近年、大動脈弁に対する形成術も適応症例に対して行っています。更に、手術の低侵襲化に向け、右小開胸による(小切開)による大動脈弁、僧帽弁手術(MICS)、経カテーテル的大動脈弁置換術(TAVR)、経カテーテル僧帽弁形成術(Mitral Clip)も開始しました。
胸部・腹部大動脈瘤
従来の大動脈瘤や大動脈解離(解離性大動脈瘤)に対する外科治療は、開胸や開腹操作が必要になり、部位によっては、脳、心臓、肺、腎臓、腸管、四肢など様々な臓器に合併症を発症する場合もあり、心臓の手術を凌駕する手術危険率を有する手術もあります。

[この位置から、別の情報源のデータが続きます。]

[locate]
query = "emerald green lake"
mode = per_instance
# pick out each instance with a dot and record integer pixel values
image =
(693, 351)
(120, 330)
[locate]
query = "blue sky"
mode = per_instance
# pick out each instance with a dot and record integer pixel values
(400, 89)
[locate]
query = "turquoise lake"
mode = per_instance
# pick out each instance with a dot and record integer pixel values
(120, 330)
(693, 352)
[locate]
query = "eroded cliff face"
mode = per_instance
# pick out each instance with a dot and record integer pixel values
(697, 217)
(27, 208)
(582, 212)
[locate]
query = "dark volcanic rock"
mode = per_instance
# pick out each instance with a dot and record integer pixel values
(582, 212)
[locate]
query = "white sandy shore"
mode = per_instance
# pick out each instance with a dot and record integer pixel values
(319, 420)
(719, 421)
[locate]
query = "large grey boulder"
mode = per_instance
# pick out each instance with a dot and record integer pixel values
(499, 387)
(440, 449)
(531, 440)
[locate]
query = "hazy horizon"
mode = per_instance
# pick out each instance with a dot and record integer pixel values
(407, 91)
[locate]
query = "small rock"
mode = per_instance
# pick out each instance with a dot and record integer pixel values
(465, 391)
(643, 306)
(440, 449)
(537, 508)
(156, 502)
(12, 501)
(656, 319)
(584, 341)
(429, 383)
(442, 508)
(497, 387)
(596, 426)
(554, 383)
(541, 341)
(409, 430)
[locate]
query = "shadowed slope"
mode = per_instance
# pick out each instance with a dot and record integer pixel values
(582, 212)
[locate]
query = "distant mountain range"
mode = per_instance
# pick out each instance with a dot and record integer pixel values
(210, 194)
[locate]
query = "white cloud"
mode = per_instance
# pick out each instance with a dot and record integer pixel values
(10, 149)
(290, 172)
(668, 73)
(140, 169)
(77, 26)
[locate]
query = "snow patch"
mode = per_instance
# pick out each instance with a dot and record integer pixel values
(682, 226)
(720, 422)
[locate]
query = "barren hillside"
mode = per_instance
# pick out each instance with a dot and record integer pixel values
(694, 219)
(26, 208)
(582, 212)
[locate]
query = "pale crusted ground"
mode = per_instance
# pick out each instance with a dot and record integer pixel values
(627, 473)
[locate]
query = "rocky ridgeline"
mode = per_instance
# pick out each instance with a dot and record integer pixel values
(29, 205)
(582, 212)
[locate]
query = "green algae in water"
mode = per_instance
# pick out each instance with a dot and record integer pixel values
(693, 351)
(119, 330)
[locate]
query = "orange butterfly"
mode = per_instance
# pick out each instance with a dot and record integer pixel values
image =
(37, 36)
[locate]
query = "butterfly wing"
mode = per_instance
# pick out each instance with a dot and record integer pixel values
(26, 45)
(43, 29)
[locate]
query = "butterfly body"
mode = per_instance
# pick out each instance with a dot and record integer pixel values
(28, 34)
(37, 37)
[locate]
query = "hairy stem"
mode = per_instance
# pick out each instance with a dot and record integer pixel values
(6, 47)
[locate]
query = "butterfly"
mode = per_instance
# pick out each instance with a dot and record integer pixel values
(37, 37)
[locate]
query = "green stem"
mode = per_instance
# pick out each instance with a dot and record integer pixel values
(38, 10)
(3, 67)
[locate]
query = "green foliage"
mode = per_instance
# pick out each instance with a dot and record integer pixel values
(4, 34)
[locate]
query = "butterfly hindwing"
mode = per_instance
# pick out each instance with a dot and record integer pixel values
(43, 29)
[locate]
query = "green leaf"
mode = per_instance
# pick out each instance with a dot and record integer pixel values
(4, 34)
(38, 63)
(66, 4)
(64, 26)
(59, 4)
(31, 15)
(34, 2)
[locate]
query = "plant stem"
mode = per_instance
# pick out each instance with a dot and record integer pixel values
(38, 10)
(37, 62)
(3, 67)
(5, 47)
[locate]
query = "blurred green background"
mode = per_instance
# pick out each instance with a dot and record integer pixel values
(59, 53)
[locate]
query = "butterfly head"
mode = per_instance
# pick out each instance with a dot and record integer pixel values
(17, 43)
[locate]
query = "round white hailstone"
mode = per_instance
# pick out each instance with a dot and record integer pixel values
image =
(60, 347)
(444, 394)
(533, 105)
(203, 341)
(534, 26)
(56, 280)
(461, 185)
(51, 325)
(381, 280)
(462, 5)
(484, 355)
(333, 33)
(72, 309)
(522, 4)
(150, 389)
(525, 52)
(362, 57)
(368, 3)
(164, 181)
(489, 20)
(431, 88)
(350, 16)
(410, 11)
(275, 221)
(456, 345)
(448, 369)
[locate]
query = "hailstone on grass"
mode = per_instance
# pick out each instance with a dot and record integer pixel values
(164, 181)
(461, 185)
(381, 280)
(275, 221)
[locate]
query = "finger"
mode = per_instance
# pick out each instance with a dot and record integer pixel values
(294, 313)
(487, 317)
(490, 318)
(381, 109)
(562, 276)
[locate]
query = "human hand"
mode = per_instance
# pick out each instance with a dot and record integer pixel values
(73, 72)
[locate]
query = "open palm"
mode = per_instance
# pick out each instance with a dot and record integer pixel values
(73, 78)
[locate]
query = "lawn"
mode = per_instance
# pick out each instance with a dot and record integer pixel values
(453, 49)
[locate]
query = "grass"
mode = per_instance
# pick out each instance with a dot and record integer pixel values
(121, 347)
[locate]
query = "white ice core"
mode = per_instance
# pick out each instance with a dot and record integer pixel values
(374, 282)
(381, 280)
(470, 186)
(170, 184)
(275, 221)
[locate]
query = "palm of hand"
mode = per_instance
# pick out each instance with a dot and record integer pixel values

近年、大動脈瘤や大動脈解離(解離性大動脈瘤)の治療は、手術によって瘤の部分を人工血管に置換する方法のみならず、カテーテルを用いて人工血管を血管の内側からあてがう大動脈ステントグラフト内挿術が登場し、動脈瘤の場所や種類によっては、手術せずに大動脈瘤を治療できる時代になりました。麻酔も全身麻酔ではなく、局所麻酔で行うこともできるので、体の負担は外科手術に比し、極めて低いのが特徴です。ただ、ステントグラフトには改良の余地もあり、長期成績についてはいまだ議論すべき点はあります。したがって全ての大動脈瘤の患者さんにこの治療法が適応になるわけではなく、大動脈瘤の場所、形状、患者さんの全身状態、年齢等を十分加味し、より適切な治療法を選択します。
重症心不全
重症心不全の場合、機械的な心臓補助が必要です。当院は植込み型補助人工心臓が経皮的補助人工心臓(インペラ)の施設認定を受けており、最重症の心不全にも対応可能です。
末梢血管疾患(閉塞性動脈硬化症、下肢静脈瘤)
閉塞性動脈硬化症に対する治療は薬物治療、カテーテル治療やバイパス手術などがあります。私たちは、患者さんに対して負担の少ないカテーテル治療から、カテーテル治療が不可能な病変に対してはバイパス手術、またはこれらを複合させた治療方法を、病変部位、病変数、患者さんの全身状態等を加味して選択し、生活の質の向上を目指した治療を行います。
また、下肢静脈瘤に対して経皮的レーザー治療を行っています。